In a great many animals, the splitting-up into blastomeres is effected in such a manner that the yelk is, at first, divided into equal, or nearly equal, masses; that each of these again divides into two; and that the number of blastomeres thus increases in geometrical progression until the entire yelk is converted into a mulberry-like body, termed a morula, made up of a great number of small blastomeres or nucleated cells. The whole organism is subsequently built up by the multiplication, the change of position, and the metamorphosis of these products of yelk division.

In such a case as this, yelk division is said to be complete. An unessential modification of complete yelk division is seen when, at an early period, the blastomeres produced by division are of unequal sizes; or when they become unequal in consequence of division taking place much more rapidly in one set than in another.

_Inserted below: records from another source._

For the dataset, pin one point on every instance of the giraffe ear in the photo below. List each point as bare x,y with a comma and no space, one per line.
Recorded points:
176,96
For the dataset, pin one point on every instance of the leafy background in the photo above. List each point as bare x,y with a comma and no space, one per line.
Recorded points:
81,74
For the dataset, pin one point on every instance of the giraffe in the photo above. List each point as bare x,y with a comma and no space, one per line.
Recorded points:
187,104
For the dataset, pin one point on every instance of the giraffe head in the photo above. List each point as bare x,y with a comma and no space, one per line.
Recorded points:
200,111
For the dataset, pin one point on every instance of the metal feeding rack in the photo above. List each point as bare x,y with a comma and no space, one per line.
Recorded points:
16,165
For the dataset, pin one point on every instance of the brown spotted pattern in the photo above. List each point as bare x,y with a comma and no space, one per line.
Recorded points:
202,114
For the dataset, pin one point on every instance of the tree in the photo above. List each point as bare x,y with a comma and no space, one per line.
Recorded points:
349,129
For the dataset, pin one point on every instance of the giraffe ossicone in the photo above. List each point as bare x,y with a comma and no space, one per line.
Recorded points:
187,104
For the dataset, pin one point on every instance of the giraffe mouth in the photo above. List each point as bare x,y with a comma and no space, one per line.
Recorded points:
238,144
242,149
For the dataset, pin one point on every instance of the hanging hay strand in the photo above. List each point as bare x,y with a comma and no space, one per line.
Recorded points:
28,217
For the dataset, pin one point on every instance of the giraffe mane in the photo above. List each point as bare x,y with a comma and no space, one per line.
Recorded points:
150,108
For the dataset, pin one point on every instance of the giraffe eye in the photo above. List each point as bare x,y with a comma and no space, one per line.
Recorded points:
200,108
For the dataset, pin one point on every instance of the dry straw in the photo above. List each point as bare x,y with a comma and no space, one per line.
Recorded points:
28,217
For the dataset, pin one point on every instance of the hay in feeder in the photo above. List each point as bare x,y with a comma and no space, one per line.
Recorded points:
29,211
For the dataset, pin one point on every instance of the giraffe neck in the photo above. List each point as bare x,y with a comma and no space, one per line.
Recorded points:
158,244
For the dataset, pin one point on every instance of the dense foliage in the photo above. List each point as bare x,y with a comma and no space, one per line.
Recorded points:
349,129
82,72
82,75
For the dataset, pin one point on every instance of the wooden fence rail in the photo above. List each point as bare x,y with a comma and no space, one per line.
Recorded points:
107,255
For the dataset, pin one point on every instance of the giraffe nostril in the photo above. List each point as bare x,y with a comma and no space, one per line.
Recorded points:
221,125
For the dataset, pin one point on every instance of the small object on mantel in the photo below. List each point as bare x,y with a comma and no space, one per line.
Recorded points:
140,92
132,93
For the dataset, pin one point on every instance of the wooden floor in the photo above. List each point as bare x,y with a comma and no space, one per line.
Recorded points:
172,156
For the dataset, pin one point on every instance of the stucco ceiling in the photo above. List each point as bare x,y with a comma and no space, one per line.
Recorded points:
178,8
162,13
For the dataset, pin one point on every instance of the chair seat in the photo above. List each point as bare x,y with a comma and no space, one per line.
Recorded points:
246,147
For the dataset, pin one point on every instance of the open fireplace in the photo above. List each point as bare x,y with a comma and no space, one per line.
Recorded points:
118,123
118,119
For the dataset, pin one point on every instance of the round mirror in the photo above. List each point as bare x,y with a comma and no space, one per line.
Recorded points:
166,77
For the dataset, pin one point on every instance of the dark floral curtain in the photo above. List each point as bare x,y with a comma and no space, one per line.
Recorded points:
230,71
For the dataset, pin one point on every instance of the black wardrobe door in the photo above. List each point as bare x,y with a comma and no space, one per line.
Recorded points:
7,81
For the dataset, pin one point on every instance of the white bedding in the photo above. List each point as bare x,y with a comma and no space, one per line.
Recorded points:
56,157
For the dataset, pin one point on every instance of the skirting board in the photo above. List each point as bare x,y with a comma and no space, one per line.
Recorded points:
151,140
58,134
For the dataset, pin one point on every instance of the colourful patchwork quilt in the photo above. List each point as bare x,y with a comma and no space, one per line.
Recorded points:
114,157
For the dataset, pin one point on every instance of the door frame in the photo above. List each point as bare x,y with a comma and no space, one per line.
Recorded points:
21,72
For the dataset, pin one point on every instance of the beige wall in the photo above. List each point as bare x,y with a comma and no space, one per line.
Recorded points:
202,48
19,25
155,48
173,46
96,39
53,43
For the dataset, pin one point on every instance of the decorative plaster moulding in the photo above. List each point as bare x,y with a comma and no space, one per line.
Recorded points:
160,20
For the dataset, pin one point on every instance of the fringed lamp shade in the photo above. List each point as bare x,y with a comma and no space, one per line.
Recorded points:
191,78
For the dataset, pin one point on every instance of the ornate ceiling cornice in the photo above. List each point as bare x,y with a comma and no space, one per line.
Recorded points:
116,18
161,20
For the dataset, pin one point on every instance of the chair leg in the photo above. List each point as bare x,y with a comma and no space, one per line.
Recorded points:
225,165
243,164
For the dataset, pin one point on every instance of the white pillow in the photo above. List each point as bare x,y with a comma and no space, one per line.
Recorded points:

In many animals, especially those which have large ova, the inequality of division is pushed so far that only a portion of the yelk is affected by the process of fission, while the rest serves merely as food-yelk, for nutriment to the blastomeres thus produced. Over a greater or less extent of the surface of the egg, the protoplasmic substance of the yelk segregates itself from the rest, and, constituting a germinal layer, breaks up into the blastomeres, which multiply at the expense of the {207} food-yelk, and fabricate the body of the embryo. This process is termed partial or incomplete yelk division.

The crayfish is one of those animals in the egg of which the yelk undergoes partial division. The first steps of the process have not yet been thoroughly worked out, but their result is seen in ova which have been but a short time laid (fig. 57, A). In such eggs, the great mass of the substance of the vitellus is destined to play the part of food-yelk; and it is disposed in conical masses, which radiate from a central spheroidal portion to the periphery of the yelk (v). Corresponding with the base of each cone, there is a clear protoplasmic plate, which contains a nucleus; and as these bodies are all in contact by their edges, they form a complete, though thin, investment to the food-yelk. This is termed the blastoderm (bl).

Each nucleated protoplasmic plate adheres firmly to the corresponding cone of granular food-yelk, and, in all probability, the two together represent a blastomere; but, as the cones only indirectly subserve the growth of the embryo, while the nucleated peripheral plates form an independent spherical sac, out of which the body of the young crayfish is gradually fashioned, it will be convenient to deal with the latter separately.